# Sig Sauer p250



## Njk (Jul 14, 2014)

I was looking to get one of these guns, so I contacted my closest FFL Dealer. He said the dealer he gets them from have it on backorder. How long does it usually take for guns to become available? I'm so anxious to get one of these. Thanks


----------



## TAPnRACK (Jan 30, 2013)

All depends... most FFL's can't guarantee a particular model will be in on a specific date. Some get regular shipments of regularly stocked models, on a special order or something on backorder... it depends on the factories and demand. I feel your pain... I had a custom rifle built and my expected time til completion/delivery was 4 to 6 months average for that gunsmith. Hang in there.

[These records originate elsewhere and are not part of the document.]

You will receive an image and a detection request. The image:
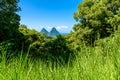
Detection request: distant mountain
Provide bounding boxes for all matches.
[49,27,60,37]
[40,28,49,35]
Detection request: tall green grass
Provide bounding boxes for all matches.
[0,32,120,80]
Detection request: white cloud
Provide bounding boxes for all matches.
[56,26,69,30]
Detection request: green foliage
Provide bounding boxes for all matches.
[73,0,120,44]
[44,35,73,62]
[0,31,120,80]
[0,0,20,42]
[19,25,51,56]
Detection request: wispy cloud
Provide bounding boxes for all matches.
[56,26,69,30]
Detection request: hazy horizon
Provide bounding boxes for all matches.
[18,0,82,33]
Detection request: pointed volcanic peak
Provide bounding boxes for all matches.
[40,28,49,35]
[49,27,60,37]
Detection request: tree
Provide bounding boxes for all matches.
[73,0,120,43]
[0,0,20,42]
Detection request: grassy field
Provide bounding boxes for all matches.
[0,33,120,80]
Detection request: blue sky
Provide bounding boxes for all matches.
[19,0,82,33]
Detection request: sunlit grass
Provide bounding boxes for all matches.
[0,33,120,80]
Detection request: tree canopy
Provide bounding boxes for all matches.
[73,0,120,43]
[0,0,20,42]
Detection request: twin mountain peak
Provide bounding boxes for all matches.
[40,27,60,37]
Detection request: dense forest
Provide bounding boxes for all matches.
[0,0,120,80]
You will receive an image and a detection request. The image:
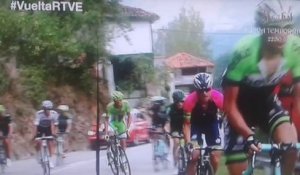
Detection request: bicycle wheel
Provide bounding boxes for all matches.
[177,147,186,175]
[197,162,215,175]
[41,146,50,175]
[106,146,119,175]
[56,141,64,166]
[118,147,131,175]
[42,161,50,175]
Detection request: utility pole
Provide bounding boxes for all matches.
[96,25,100,175]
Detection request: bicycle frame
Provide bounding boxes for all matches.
[242,143,300,175]
[35,136,53,175]
[107,126,131,175]
[0,137,6,174]
[56,133,66,165]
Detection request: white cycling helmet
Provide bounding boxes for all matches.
[57,105,70,112]
[42,100,53,109]
[194,72,213,90]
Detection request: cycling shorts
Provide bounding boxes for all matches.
[111,121,127,139]
[191,119,222,147]
[224,96,291,164]
[36,126,52,137]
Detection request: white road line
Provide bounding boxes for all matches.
[52,156,105,173]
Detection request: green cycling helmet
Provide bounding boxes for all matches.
[112,91,124,101]
[255,0,294,28]
[172,89,185,103]
[0,105,5,114]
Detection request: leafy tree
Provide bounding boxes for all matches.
[156,9,209,56]
[0,0,122,105]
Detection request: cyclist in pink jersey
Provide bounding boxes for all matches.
[183,73,223,175]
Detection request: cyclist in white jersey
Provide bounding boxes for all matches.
[34,100,58,168]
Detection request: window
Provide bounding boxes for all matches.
[181,67,206,75]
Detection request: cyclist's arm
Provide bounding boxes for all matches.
[183,113,191,143]
[224,85,254,139]
[104,113,110,135]
[183,92,198,143]
[8,117,14,137]
[66,118,72,133]
[293,82,300,116]
[126,112,131,129]
[33,113,40,135]
[50,111,59,135]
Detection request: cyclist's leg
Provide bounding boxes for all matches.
[224,121,247,175]
[204,118,222,173]
[171,131,180,166]
[268,97,297,174]
[4,138,12,159]
[35,126,45,153]
[113,122,127,150]
[187,125,202,175]
[1,128,12,159]
[45,127,55,157]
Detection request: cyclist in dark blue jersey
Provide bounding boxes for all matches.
[223,1,300,175]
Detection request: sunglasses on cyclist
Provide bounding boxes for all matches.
[197,88,211,93]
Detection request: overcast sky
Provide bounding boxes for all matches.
[121,0,300,33]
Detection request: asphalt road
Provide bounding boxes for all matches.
[5,144,176,175]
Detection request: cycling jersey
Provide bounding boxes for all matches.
[57,114,71,132]
[0,114,11,136]
[34,110,58,128]
[167,103,184,133]
[150,103,169,128]
[183,89,223,121]
[107,100,130,133]
[223,36,300,163]
[34,110,58,137]
[183,89,223,146]
[274,72,300,137]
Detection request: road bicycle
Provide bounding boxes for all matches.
[243,143,300,175]
[56,132,67,166]
[106,127,131,175]
[0,136,7,174]
[150,128,169,171]
[35,136,54,175]
[188,146,222,175]
[172,134,188,175]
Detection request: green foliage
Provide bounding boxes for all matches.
[156,9,209,57]
[112,55,155,94]
[0,0,120,102]
[0,64,10,94]
[214,53,231,88]
[21,66,48,106]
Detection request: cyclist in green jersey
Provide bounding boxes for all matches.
[105,91,131,149]
[223,1,300,175]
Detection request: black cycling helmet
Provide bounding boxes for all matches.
[172,89,184,103]
[194,72,213,90]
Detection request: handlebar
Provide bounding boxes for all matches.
[35,136,54,140]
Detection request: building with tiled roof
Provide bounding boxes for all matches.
[121,5,159,23]
[165,52,214,93]
[166,52,214,69]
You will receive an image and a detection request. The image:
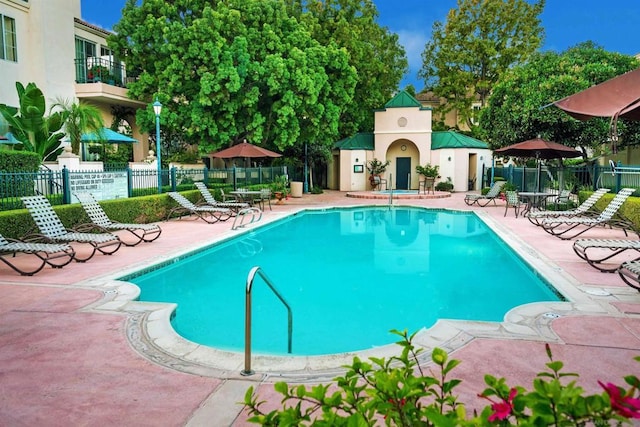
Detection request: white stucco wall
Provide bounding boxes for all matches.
[0,0,80,106]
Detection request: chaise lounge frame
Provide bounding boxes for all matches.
[0,234,76,276]
[540,188,640,240]
[194,182,251,216]
[573,239,640,273]
[167,191,231,224]
[22,196,122,262]
[526,188,611,225]
[464,181,507,207]
[74,193,162,246]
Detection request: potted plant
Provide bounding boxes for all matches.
[271,175,288,204]
[367,158,391,189]
[416,163,440,192]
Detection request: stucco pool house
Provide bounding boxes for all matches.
[328,91,491,191]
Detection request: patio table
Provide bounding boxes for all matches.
[518,191,556,216]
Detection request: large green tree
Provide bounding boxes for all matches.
[286,0,408,137]
[109,0,356,152]
[0,82,66,161]
[419,0,545,127]
[51,99,104,154]
[480,42,640,153]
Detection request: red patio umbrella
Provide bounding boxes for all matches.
[211,140,282,159]
[553,68,640,153]
[494,138,582,159]
[493,138,582,191]
[553,68,640,120]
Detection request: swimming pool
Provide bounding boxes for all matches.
[125,208,559,355]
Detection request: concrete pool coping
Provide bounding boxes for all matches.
[78,204,629,382]
[0,191,640,427]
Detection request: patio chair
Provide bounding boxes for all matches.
[504,191,522,218]
[464,181,507,206]
[167,191,231,224]
[253,188,273,211]
[618,259,640,292]
[573,239,640,273]
[74,193,162,246]
[540,188,640,240]
[195,182,250,215]
[0,234,76,276]
[22,196,122,262]
[527,188,609,225]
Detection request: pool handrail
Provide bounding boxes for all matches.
[231,206,262,230]
[240,266,293,376]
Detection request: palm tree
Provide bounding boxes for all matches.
[51,99,104,154]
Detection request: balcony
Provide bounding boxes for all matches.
[75,57,145,108]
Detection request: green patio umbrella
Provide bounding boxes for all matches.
[80,128,138,144]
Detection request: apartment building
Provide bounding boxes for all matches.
[0,0,149,161]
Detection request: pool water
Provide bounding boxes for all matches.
[124,207,560,355]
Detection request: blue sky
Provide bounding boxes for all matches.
[81,0,640,90]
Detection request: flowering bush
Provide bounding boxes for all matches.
[245,331,640,426]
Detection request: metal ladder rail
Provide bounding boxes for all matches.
[231,207,262,230]
[240,266,293,376]
[389,173,393,207]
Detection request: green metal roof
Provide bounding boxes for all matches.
[384,90,422,108]
[333,132,374,150]
[431,130,489,150]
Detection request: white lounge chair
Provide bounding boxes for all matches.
[464,181,507,206]
[22,196,122,262]
[527,188,609,225]
[573,239,640,273]
[194,182,250,215]
[0,234,75,276]
[74,193,162,246]
[618,260,640,291]
[540,188,640,240]
[167,192,231,224]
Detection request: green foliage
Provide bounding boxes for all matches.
[416,163,440,178]
[109,0,356,153]
[285,0,408,137]
[244,331,640,426]
[420,0,545,128]
[0,150,41,172]
[367,158,391,175]
[51,98,104,154]
[480,42,640,153]
[436,181,453,191]
[0,82,67,161]
[270,175,289,196]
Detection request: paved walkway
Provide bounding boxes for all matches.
[0,192,640,426]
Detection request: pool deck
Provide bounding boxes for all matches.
[0,191,640,426]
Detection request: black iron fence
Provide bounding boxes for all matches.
[0,166,287,211]
[483,164,640,193]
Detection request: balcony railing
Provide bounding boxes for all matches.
[75,57,136,87]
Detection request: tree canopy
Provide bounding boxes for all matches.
[287,0,408,137]
[480,42,640,153]
[419,0,545,127]
[109,0,402,157]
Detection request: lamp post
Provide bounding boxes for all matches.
[304,142,309,194]
[153,98,162,194]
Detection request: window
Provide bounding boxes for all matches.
[0,15,18,62]
[471,102,482,126]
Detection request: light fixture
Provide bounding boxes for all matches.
[153,98,162,194]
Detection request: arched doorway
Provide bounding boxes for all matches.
[387,139,420,190]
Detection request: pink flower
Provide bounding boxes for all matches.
[480,388,518,422]
[598,381,640,418]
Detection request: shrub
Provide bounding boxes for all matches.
[244,331,640,426]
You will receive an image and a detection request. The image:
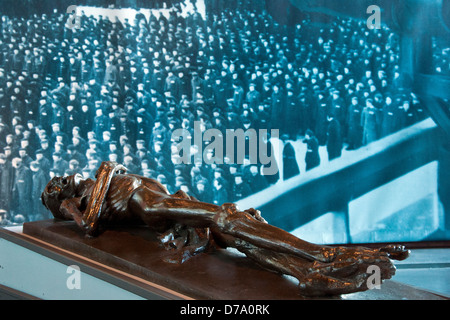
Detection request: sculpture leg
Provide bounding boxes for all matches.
[130,188,333,262]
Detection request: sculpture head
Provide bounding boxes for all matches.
[41,174,83,219]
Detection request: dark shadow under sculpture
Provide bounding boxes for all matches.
[42,162,409,296]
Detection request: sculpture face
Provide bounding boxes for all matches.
[41,174,82,219]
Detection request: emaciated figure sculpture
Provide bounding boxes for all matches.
[42,162,409,296]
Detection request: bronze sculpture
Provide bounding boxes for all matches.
[42,162,409,296]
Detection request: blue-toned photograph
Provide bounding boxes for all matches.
[0,0,450,249]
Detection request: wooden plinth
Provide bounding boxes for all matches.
[23,220,446,300]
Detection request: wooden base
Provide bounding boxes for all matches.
[23,220,450,300]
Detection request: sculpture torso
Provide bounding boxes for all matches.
[82,174,142,224]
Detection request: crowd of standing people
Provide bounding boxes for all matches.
[0,0,425,223]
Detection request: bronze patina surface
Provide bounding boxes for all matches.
[42,162,409,296]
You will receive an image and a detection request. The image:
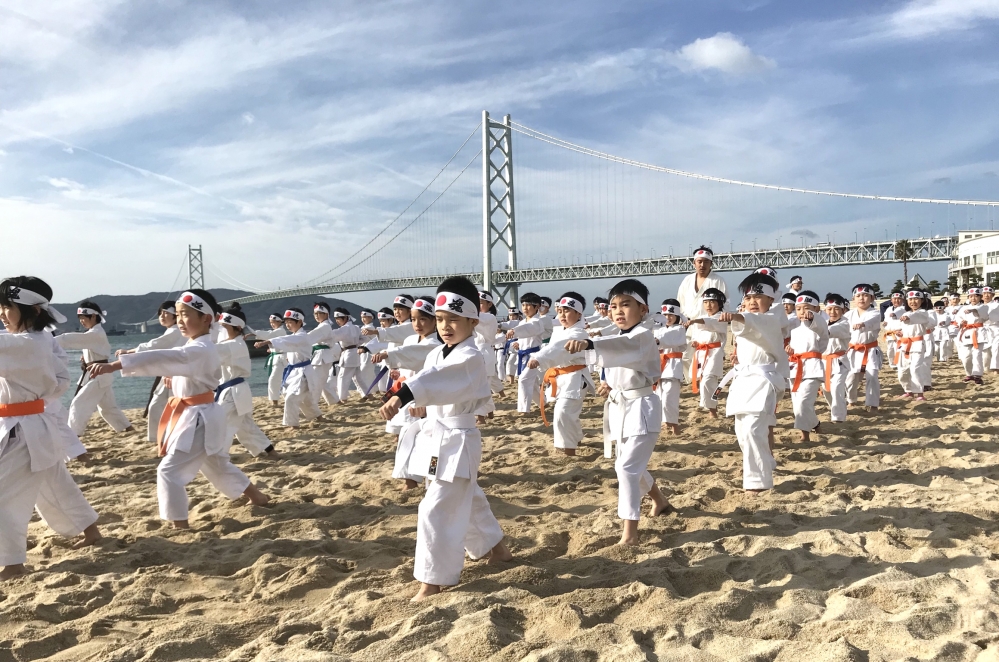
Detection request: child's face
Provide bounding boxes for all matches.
[555,306,582,329]
[610,294,649,330]
[434,310,479,347]
[410,308,436,338]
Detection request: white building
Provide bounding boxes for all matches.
[947,230,999,291]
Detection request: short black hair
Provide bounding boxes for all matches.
[608,278,649,305]
[437,276,478,306]
[739,273,780,296]
[0,276,56,331]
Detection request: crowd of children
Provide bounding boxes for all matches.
[0,252,999,599]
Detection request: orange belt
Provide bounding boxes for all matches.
[895,336,923,365]
[850,340,878,369]
[822,352,846,393]
[0,400,45,418]
[690,342,721,393]
[659,352,683,374]
[787,352,822,393]
[961,324,982,349]
[156,391,215,457]
[540,365,586,425]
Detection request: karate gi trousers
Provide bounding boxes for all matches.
[791,378,822,431]
[0,438,97,567]
[69,377,132,437]
[156,426,250,522]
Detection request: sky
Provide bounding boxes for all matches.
[0,0,999,306]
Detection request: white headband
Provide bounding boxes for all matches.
[177,292,215,317]
[7,285,67,324]
[662,303,680,317]
[745,283,777,299]
[556,297,583,315]
[434,292,479,319]
[219,313,246,329]
[794,294,819,306]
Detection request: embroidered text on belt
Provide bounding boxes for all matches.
[604,386,654,458]
[957,322,982,349]
[822,351,846,393]
[156,391,215,457]
[787,352,822,393]
[0,400,45,418]
[894,336,923,365]
[850,340,878,370]
[539,365,586,425]
[690,342,721,393]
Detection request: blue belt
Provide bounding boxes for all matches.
[517,347,541,377]
[215,377,246,402]
[281,359,312,388]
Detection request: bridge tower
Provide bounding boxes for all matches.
[187,244,205,290]
[482,110,519,308]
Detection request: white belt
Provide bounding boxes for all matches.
[604,386,654,458]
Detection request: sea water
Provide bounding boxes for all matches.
[62,333,267,410]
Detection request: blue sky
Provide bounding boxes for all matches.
[0,0,999,304]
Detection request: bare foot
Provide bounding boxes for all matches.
[73,522,104,549]
[486,540,513,565]
[243,483,271,506]
[410,583,441,602]
[0,563,28,582]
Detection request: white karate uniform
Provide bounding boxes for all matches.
[844,308,883,407]
[789,313,829,431]
[133,324,187,443]
[687,314,728,409]
[406,337,503,586]
[822,316,850,423]
[385,334,441,481]
[584,324,662,521]
[56,324,132,436]
[895,310,933,393]
[511,316,545,414]
[653,324,688,424]
[722,311,789,490]
[0,332,97,567]
[215,336,273,457]
[271,327,323,426]
[119,335,250,521]
[531,320,595,448]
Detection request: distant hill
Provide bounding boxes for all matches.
[53,288,361,332]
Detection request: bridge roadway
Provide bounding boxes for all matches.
[221,237,957,304]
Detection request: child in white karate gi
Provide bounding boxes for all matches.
[115,301,187,443]
[90,289,270,529]
[373,297,441,490]
[687,287,728,418]
[254,308,327,428]
[788,290,829,441]
[527,292,596,456]
[215,303,278,458]
[56,301,135,437]
[565,278,671,545]
[0,276,101,581]
[846,283,883,411]
[653,299,688,434]
[381,276,512,601]
[822,293,850,423]
[718,273,789,493]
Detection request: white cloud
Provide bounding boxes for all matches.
[676,32,777,75]
[889,0,999,38]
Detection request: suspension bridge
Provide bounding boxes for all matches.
[170,111,999,312]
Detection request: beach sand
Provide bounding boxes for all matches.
[0,360,999,662]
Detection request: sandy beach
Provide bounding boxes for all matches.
[0,359,999,662]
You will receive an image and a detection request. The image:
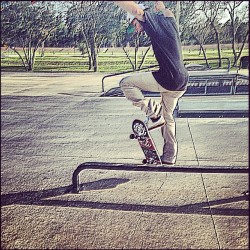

Good luck, hope it's sooner than later for you.


----------



## Niland (Jul 29, 2014)

You may want to ask your FFL if he'll let you order it in from elsewhere. The P250 shouldn't be hard to get. I have two 250's and two exchange kits. Got one gun and both exchange kits from Osage County Guns, but plenty of other dealers should have them in hand as well. 

Absolutely love the DAO triggers for carry. I carry the compact and my wife likes the subcompact. Great guns, super simple to clean and maintain, very uncomplicated design. 

You will love it.


----------



## GCBHM (Mar 24, 2014)

Njk said:


> I was looking to get one of these guns, so I contacted my closest FFL Dealer. He said the dealer he gets them from have it on backorder. How long does it usually take for guns to become available? I'm so anxious to get one of these. Thanks


There are a number of places you can order these guns from and have shipped to an FFL. Bud's Guns is probably the most popular site from which to do so.


----------



## Babbalou1956 (Sep 2, 2014)

I'm thinking about getting one of these also, the full size 45. I like DAO triggers if they're under 9.5 pounds or so. I think the Sig P250 is around 6. * updated; + 1 on Bud's. They had a decent selection today, I ordered mine.


----------



## Babbalou1956 (Sep 2, 2014)

Mine arrived today. Picked it up from my local dealer, read the manual, stripped it & lubed it. Then had to do chores! When that was done I went to the range & shot 200 rounds of cheap fmj stuff to break it in. No problems, no jams, no light strikes, nothing. Fun gun to shoot. My first SIG & my first 45 acp. I actually like the DAO trigger. I don't mind long pulls & resets, I can still shoot it faster than I can aim. It's much like a great DA revolver trigger but lighter, smoother & no stacking or staging so if you pull it really slow you don't know when it's going to fire. I just keep the sights steady until it goes bang & it's quite accurate. I got the full size version with night sights. I just turned off the lights & looked & they're easy to see considering my eyes hadn't adjusted to the dark. The grip feels great, fits my hand well. I've got big hands but my wife said it felt comfortable for her too. She's got medium hands & had no problem reaching the trigger. Hoping I get time to take it to the range again tomorrow.


----------